The CCAAT/enhancer-binding protein β (C/EBPβ) regulates a variety of factors and cellular responses associated with pulmonary fibrosis. To distinguish its role in the mesenchyme from that in other compartments, the effects of mesenchymal-specific deletion of C/EBPβ on pulmonary fibrosis was examined. Crossing of mice with the floxed C/EBPβ gene with α2(I) collagen enhancer-CreER(T)-bearing mice successfully generated progeny with a conditional knockout (CKO) of C/EBPβ in collagen I-expressing ("mesenchymal") cells only on treatment with tamoxifen (C/EBPβ CKO). When treated with an endotracheal bleomycin injection, C/EBPβ CKO mice showed significant attenuation of pulmonary fibrosis relative to control C/EBPβ-intact mice. C/EBPβ CKO mice also had reduced myofibroblasts in the lung. However, no significant differences in inflammatory/immune cell influx were noted in the mutant mice relative to the control mice.

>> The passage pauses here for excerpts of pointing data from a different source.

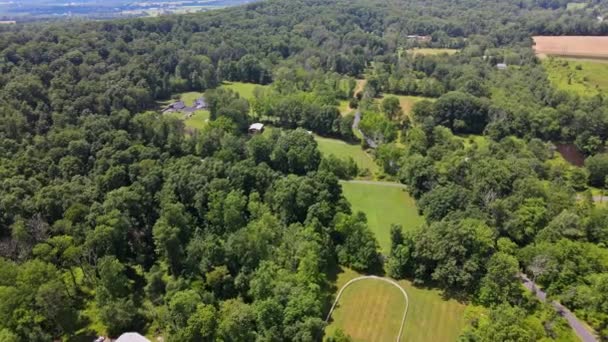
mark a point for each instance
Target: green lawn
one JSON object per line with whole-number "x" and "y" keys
{"x": 344, "y": 107}
{"x": 383, "y": 205}
{"x": 576, "y": 5}
{"x": 427, "y": 51}
{"x": 198, "y": 120}
{"x": 584, "y": 77}
{"x": 407, "y": 102}
{"x": 429, "y": 317}
{"x": 369, "y": 310}
{"x": 245, "y": 90}
{"x": 341, "y": 149}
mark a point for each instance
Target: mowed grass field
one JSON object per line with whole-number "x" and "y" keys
{"x": 429, "y": 317}
{"x": 342, "y": 149}
{"x": 586, "y": 78}
{"x": 429, "y": 51}
{"x": 383, "y": 205}
{"x": 369, "y": 310}
{"x": 407, "y": 102}
{"x": 245, "y": 90}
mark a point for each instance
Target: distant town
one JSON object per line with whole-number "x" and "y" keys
{"x": 14, "y": 11}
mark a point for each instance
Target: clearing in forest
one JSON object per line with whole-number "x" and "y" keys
{"x": 371, "y": 310}
{"x": 383, "y": 204}
{"x": 407, "y": 102}
{"x": 193, "y": 120}
{"x": 430, "y": 51}
{"x": 344, "y": 150}
{"x": 245, "y": 90}
{"x": 586, "y": 78}
{"x": 593, "y": 47}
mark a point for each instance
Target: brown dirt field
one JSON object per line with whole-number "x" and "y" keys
{"x": 572, "y": 46}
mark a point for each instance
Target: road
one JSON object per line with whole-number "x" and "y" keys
{"x": 578, "y": 326}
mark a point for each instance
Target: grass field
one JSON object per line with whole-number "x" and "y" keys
{"x": 576, "y": 5}
{"x": 341, "y": 149}
{"x": 585, "y": 78}
{"x": 383, "y": 205}
{"x": 344, "y": 107}
{"x": 429, "y": 318}
{"x": 407, "y": 102}
{"x": 427, "y": 51}
{"x": 245, "y": 90}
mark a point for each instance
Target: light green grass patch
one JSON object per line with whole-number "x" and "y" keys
{"x": 344, "y": 150}
{"x": 576, "y": 5}
{"x": 369, "y": 310}
{"x": 383, "y": 205}
{"x": 245, "y": 90}
{"x": 407, "y": 102}
{"x": 344, "y": 107}
{"x": 198, "y": 120}
{"x": 429, "y": 317}
{"x": 583, "y": 77}
{"x": 430, "y": 52}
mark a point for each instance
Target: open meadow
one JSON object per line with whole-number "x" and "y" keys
{"x": 342, "y": 149}
{"x": 371, "y": 310}
{"x": 407, "y": 102}
{"x": 383, "y": 204}
{"x": 431, "y": 51}
{"x": 586, "y": 78}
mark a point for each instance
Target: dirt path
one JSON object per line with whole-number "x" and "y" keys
{"x": 388, "y": 280}
{"x": 578, "y": 326}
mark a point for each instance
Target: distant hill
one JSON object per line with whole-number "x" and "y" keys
{"x": 28, "y": 10}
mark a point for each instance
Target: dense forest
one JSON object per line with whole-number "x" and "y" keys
{"x": 114, "y": 217}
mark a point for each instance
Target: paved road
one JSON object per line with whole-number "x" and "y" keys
{"x": 393, "y": 184}
{"x": 578, "y": 327}
{"x": 388, "y": 280}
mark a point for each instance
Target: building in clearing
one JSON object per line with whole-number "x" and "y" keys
{"x": 131, "y": 337}
{"x": 200, "y": 103}
{"x": 256, "y": 128}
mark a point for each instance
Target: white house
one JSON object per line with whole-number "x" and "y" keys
{"x": 256, "y": 128}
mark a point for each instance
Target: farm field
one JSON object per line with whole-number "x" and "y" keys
{"x": 429, "y": 51}
{"x": 586, "y": 78}
{"x": 245, "y": 90}
{"x": 407, "y": 102}
{"x": 342, "y": 149}
{"x": 383, "y": 205}
{"x": 429, "y": 317}
{"x": 572, "y": 46}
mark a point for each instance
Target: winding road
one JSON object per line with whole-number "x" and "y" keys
{"x": 388, "y": 280}
{"x": 579, "y": 327}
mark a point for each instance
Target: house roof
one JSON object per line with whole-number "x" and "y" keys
{"x": 132, "y": 337}
{"x": 256, "y": 126}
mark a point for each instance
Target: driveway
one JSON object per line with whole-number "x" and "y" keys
{"x": 578, "y": 326}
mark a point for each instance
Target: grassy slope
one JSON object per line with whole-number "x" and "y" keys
{"x": 407, "y": 102}
{"x": 341, "y": 149}
{"x": 383, "y": 205}
{"x": 245, "y": 90}
{"x": 593, "y": 77}
{"x": 429, "y": 318}
{"x": 427, "y": 51}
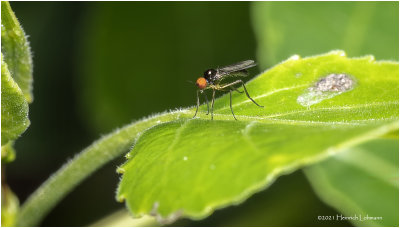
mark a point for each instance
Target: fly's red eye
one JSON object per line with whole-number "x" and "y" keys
{"x": 201, "y": 83}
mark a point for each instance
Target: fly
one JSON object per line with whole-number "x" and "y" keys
{"x": 212, "y": 80}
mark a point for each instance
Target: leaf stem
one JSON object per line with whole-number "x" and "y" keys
{"x": 82, "y": 165}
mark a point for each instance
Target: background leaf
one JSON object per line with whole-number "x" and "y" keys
{"x": 305, "y": 28}
{"x": 362, "y": 181}
{"x": 9, "y": 206}
{"x": 16, "y": 51}
{"x": 191, "y": 167}
{"x": 14, "y": 107}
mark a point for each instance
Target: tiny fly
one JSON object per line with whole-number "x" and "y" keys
{"x": 212, "y": 80}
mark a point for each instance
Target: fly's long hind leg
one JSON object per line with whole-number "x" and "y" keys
{"x": 208, "y": 106}
{"x": 245, "y": 90}
{"x": 236, "y": 89}
{"x": 212, "y": 105}
{"x": 230, "y": 93}
{"x": 198, "y": 104}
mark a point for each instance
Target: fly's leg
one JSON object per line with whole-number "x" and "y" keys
{"x": 230, "y": 93}
{"x": 245, "y": 90}
{"x": 212, "y": 105}
{"x": 208, "y": 106}
{"x": 198, "y": 104}
{"x": 236, "y": 89}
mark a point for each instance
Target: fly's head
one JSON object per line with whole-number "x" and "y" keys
{"x": 210, "y": 74}
{"x": 201, "y": 83}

DNA microarray and real-time PCR analyses identified a series of myofibroblast differentiation regulators as novel target genes of C/EBPβ. Interestingly, C/EBPβ deficiency caused a marked induction of matrix metalloproteinase 12 expression, suggesting its potential role as a repressor, which could account for the noted reduction in fibrosis in the C/EBPβ-deficient mice. Thus, these findings indicate an essential role for C/EBPβ in the mesenchymal compartment in pulmonary fibrosis that is independent of its effects on inflammation or immune cell infiltration.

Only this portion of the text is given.